Yüzey Suyu Arıtma Sistemleri
- Tarih: 18 Şubat 2020, 14:04
Yüzey suyunu içilebilir hale getirmek için muazzam miktarda zaman ve teknoloji harcanıyor. Yüzey suyu tüketicinin musluğuna ulaşmadan önce birçok işlemden geçer.
Su bir arıtma tesisine girdiğinde, ilk adım pıhtılaşmadır; bu, alüminyum sülfat, ferrik klorür ve organik polimerler gibi pıhtılaştırıcıların suya hızlı bir şekilde karıştırılmasıdır. Bu, asılı, istenmeyen parçacıkları çevreleyen elektrik yüklerini değiştirerek bunların topaklar olarak bilinen daha büyük parçacıklar halinde çekilmesini ve pıhtılaşmasını veya bir araya toplanmasını sağlar.
Bir sonraki adım topaklaştırmadır: su hafifçe çalkalanır, böylece topak veya parçacıklar birbirleriyle çarpışır, birbirine yapışır ve diğer asılı parçacıkları hapseder, bir sonraki adımda çökecek daha büyük, daha ağır parçacıklar oluşturur.
Sedimantasyon aşamasında, topaklaşan su, ağır topak parçacıklarının dibe çökmesini sağlamak için bir havuz veya tank boyunca yavaşça hareket eder, böylece bunlar uzaklaştırılabilir.
Su, kum, kömür parçacıkları veya benzeri malzemelerden yapılmış, silt gibi parçacıkları, diğer çok ince katıları ve çökeltme işleminde yerleşmeyen bazı patojenleri gideren bir filtreden geçirilir.
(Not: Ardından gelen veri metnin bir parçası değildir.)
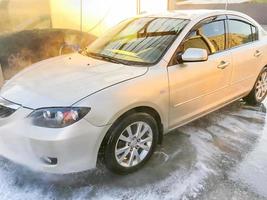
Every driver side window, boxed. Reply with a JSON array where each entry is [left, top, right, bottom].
[[170, 19, 226, 65]]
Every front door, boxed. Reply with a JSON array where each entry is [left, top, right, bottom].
[[168, 17, 232, 128]]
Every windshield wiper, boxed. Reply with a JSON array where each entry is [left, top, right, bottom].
[[87, 52, 129, 65]]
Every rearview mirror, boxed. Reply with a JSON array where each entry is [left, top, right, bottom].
[[182, 48, 208, 62]]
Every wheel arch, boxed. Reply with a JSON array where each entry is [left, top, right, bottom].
[[98, 106, 164, 164]]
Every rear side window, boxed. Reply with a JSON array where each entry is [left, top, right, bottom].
[[183, 20, 225, 54], [229, 20, 257, 48]]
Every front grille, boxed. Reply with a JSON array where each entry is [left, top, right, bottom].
[[0, 105, 16, 118]]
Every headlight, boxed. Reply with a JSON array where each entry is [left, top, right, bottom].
[[28, 107, 91, 128]]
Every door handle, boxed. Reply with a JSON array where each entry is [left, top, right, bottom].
[[217, 61, 230, 69], [254, 50, 262, 57]]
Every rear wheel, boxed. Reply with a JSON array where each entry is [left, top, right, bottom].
[[244, 67, 267, 105], [104, 113, 159, 174]]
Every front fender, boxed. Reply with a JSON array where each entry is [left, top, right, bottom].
[[75, 67, 169, 132]]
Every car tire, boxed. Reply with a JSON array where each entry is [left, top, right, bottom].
[[104, 113, 159, 175], [243, 67, 267, 105]]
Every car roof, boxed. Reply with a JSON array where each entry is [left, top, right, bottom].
[[142, 9, 251, 20]]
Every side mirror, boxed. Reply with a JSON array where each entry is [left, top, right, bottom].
[[182, 48, 208, 62]]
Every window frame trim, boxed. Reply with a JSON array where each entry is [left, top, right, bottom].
[[167, 14, 229, 67], [226, 14, 259, 50]]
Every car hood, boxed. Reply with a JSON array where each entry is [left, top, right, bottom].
[[0, 53, 148, 109]]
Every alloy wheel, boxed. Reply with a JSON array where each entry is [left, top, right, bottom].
[[115, 121, 153, 167], [255, 71, 267, 101]]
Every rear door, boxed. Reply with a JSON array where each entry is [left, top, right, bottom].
[[228, 16, 263, 96], [168, 16, 232, 128]]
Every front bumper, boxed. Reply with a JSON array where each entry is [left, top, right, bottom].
[[0, 108, 109, 174]]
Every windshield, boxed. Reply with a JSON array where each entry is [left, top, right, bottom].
[[85, 17, 188, 65]]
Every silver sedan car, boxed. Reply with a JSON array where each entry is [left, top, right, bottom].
[[0, 10, 267, 174]]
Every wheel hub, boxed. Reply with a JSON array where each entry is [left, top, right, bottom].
[[115, 122, 153, 167]]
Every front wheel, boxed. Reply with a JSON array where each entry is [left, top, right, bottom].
[[104, 113, 159, 174], [244, 67, 267, 105]]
Filtrasyon bulanıklığı daha da azaltır ve kristal berraklığında su elde edilmesini sağlar.
Aktif karbon ayrıca kimyasal kirleticileri uzaklaştırmak için de kullanılabilir. Kirletici maddeler, kum taneleri arasındaki küçük geçiş yollarında sıkışıp kalmak yerine, karbon yüzeyine yapışır ve karbon adsorpsiyonu olarak bilinen bir işlemle uzaklaştırılır.
Dezenfeksiyon aşamasında bakteri, virüs, parazit ve diğer organizmalar gibi potansiyel olarak zararlı mikropları yok etmek için suya klor, kloraminler, ozon veya diğer dezenfektanlar eklenir. Arıtma işlemi sırasında, suyu kullanıcılara ulaştıran boru hatlarındaki patojenleri öldürmeye devam etmek için suda bir miktar kalıntı bırakacak kadar dezenfektan eklenmesine çalışılıyor.
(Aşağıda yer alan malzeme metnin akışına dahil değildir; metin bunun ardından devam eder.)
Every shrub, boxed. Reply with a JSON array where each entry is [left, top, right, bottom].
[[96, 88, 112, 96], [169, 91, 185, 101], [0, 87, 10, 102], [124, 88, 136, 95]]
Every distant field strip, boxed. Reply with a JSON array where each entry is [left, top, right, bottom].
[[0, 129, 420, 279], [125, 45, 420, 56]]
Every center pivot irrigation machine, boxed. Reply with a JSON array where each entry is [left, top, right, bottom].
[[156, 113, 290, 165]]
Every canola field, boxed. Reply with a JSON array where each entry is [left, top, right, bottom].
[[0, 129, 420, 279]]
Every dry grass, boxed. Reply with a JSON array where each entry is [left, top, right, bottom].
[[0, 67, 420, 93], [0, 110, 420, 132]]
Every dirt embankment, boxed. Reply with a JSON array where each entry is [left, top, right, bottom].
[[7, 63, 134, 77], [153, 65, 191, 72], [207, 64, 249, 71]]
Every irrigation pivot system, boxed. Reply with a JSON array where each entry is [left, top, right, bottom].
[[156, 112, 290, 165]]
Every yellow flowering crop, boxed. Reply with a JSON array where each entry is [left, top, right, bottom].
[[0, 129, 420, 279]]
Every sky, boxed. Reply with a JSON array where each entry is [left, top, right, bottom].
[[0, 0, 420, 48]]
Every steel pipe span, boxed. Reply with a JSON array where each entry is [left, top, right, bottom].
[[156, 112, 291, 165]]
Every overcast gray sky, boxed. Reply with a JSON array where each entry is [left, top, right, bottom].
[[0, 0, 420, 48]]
Klor, kansere neden olduğundan şüphelenilen dezenfeksiyon yan ürünleri ürettiğinden, ozon, klor dioksit ve ultraviyole ışık, bunların klorun yerine geçme etkinliğini belirlemek amacıyla değerlendiriliyor ve test ediliyor. Ancak bu alternatif dezenfektanlardan bazılarının, içme suyu tedarikçilerini ve tüketicileri ikilemde bırakan potansiyel sağlık riskleri de içeren yan ürünleri vardır.
Havanın su ile karışımı olan havalandırma, bazen istenmeyen miktarlarda demir ve manganez mevcutsa kullanılır; Oksijen yokluğunda elementler suda çözelti halinde kalır. Havalandırma öncelikle suyun estetiğini (renk, tat ve koku) geliştirmek için yapılır.
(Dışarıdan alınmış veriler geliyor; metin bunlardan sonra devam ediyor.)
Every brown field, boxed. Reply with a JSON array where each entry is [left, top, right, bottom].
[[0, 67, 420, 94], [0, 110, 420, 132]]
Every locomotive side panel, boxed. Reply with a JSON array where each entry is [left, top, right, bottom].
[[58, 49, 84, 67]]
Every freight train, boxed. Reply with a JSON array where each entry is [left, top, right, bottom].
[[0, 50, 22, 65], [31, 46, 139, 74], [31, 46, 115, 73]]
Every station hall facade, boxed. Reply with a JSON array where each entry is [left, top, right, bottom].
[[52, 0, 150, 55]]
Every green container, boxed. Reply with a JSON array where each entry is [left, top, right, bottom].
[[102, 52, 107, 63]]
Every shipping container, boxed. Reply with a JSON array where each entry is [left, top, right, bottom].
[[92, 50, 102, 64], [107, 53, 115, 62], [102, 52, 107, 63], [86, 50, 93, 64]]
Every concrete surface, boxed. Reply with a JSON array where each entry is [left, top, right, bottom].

Bazı sistemlerde diş çürümesini azaltmak için florür eklenir. Kaliforniya yasaları, 10.000 veya daha fazla bağlantıya sahip sistemlerde suyun florlanmasını gerektirir. Eyalet yetkilileri, Kaliforniya'daki tüm kamu su sağlayıcılarının yüzde 30'unun sularına florür kattığını söylüyor.
Arıtma sırasında belirli amaçlar için suya başka kimyasallar da eklenebilir. Korozyon kontrolü için örneğin kostik soda veya kireç eklenebilir.
Kaliforniya'da arıtma kuralları, su tedarikçisi su kaynağının bu tür kirletici maddelere maruz kalmadığını gösteremediği sürece, bulaşıcı hastalıklara neden olan mikropları ortadan kaldırmak için su sistemlerinin tüm yüzey sularını ve belirli yeraltı suyu kaynaklarını filtrelemesini gerektirir.